But He's Mine
I finally got to sit down and enjoy a cup of coffee (okay so it's my third pot - hey I was up late!), grabbed my Bible and just started reading. I was actually preparing for a lesson I'm going to teach tonight but something caught my heart.
In 2 Timothy 2, Paul told Timothy this, God's truth stands firm like a foundation stone with this inscription: "The Lord knows those who are His." I just stopped when I read that. My thoughts went to my new normal life. Most of you are all too familiar with the daily grind. But the other day I was talking to a friend about the not-so-daily part meaning the emotions that can be a struggle. We discussed the depression, anger and frustration that can lie just below the surface. Most days it is well-managed, but we have our days. I know you know.
With this week being a bit more hectic than "normal" for us around here I just needed to get my feet back on the ground and this scripture did that for me today. I sat here and thought about the fact that I am His. And He is okay with that!
The caregiver's life is less than perfect. It's not the "norm" although we find our new norms. It can be ugly sometimes....can't it? I've said many times that even though people leave when life gets ugly - He never abandons us. He still looks at me... He looks at you... and proudly says, that one is mine.
In all the mess, in all the craziness, in all the pain - we are still His.
I was thinking about this and letting it settle in as I pulled up the blog to get started writing. As I was looking for a photo, I saw this one of my son and me the first time I ever took him to a race with me. I thought it was fitting because he's still mine. He doesn't speak. He doesn't do anything for himself, he is broken. But he's still mine and I'm okay with that.
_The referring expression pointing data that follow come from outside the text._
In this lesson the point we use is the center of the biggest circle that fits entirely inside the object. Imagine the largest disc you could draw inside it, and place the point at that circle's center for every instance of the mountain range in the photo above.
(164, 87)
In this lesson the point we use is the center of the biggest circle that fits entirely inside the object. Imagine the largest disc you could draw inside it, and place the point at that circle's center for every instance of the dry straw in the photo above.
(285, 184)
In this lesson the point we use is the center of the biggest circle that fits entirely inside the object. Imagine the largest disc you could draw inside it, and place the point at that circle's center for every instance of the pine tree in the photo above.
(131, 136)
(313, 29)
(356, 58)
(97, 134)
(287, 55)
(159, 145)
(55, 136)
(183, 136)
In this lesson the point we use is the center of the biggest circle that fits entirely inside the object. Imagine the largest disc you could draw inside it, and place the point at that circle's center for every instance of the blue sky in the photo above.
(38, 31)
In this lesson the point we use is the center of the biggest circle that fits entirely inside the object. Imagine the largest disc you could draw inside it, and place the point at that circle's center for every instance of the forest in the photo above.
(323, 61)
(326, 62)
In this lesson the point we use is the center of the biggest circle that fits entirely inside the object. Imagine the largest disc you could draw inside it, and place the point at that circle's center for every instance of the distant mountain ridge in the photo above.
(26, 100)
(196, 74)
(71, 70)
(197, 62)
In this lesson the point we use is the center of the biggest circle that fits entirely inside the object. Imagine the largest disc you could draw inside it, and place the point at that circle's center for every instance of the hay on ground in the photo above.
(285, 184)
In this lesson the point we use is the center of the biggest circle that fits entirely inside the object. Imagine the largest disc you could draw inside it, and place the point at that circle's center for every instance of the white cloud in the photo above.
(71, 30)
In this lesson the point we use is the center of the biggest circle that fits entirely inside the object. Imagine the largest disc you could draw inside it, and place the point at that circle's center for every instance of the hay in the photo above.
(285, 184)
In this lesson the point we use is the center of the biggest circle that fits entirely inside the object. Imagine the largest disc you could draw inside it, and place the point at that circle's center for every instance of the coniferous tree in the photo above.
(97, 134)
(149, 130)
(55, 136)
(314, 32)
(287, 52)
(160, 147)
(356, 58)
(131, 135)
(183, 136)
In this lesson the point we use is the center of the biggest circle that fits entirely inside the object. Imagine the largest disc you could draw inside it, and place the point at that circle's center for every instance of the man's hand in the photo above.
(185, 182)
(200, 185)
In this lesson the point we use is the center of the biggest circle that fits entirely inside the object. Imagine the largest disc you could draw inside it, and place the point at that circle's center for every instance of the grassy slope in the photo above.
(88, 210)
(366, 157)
God looks at us with that same compassion, gentleness and emotion. We are His no matter how broken we may feel or how un-normal our lives seem. He still looks at us with love and fondly says - with a twinkle in His eye - this one is mine.
Today I am going to think about how I am His and He doesn't want out of the deal. Just like I accept my kids no matter what, unconditionally, He accepts me. My meditation will be on His unconditional love, compassion and watchfulness over my soul. I'm going to think about how I'm His and how He will never, never, never let go - He's content that I am His and so I am. I'll embrace the comfort that comes with those thoughts and I'll rest in Him for one more day. Will you join me?